State Auditor Dave Yost issued a subpoena for the financial records of JobsOhio yesterday after Gov. John Kasich’s privatized economic-development agency failed to turn them over.
“They are not cooperating with our attempts to audit them,” Yost told The Dispatch, asserting his legal authority to review the finances of the private entity that spearheads Kasich’s efforts to attract jobs to the state.
The subpoena gives JobsOhio until Wednesday to turn over all financial records through the fiscal year ending June 30, 2012.
The General Assembly created JobsOhio early in 2011 through the enactment of House Bill 1 shortly after Kasich became governor.
News of the subpoena came amid new questions about just how much taxpayer money has been poured into JobsOhio and how it got there apparently without state lawmakers knowing about it.
Yost said he issued the subpoena after several months of negotiations between his office and Jobs-Ohio chief financial officer Kevin Giangola, and only after “it became clear over the last three days or so that we weren’t going to hear back from JobsOhio.”
Yost added, “I was told that the CFO said it wasn’t going to be his decision.”

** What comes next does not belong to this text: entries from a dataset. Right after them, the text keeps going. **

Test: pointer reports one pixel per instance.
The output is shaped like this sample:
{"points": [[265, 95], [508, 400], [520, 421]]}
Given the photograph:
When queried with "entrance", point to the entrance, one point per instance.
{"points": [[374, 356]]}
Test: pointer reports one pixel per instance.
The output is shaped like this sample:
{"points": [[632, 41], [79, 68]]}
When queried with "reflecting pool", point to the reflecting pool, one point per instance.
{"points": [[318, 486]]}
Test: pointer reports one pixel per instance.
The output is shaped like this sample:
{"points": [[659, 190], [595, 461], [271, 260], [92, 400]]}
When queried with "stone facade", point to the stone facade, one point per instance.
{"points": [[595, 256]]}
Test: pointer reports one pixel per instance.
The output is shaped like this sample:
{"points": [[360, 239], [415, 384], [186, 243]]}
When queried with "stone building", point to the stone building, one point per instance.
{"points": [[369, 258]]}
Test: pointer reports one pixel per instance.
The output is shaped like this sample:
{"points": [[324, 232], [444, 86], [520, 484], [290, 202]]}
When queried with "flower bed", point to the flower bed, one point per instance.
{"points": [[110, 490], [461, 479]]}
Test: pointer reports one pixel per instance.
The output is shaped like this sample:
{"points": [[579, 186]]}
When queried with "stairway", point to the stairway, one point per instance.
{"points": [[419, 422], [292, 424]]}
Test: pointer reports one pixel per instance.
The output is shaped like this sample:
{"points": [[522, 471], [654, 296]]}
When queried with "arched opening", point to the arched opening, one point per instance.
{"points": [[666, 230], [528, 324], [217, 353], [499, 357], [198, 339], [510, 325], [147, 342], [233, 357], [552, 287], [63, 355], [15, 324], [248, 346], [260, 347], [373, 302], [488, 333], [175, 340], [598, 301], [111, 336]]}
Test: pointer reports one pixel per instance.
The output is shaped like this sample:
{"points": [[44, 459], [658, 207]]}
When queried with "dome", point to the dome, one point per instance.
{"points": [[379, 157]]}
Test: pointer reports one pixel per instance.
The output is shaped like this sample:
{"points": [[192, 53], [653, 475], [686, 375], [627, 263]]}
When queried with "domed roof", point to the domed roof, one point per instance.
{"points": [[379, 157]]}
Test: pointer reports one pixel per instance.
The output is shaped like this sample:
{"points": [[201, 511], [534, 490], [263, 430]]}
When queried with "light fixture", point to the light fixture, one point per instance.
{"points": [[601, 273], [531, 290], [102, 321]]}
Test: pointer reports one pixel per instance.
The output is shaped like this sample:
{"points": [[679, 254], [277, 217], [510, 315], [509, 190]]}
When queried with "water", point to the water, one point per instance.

The auditor was unsure if the decision not to cooperate was made by the governor’s office, but he said he had heard “third-hand through the legislative process” that the Kasich administration might attempt to insert an amendment into the state transportation budget bill to clarify his authority to audit JobsOhio.
Additional Coverage
- JobsOhio used millions in extra public funds (The Columbus Dispatch)
- Kasich on JobsOhio’s financial records: ‘It’s complicated’ (The Columbus Dispatch)
- Gov. John Kasich calls dispute with Auditor Dave Yost over JobsOhio a misunderstanding (The Plain Dealer)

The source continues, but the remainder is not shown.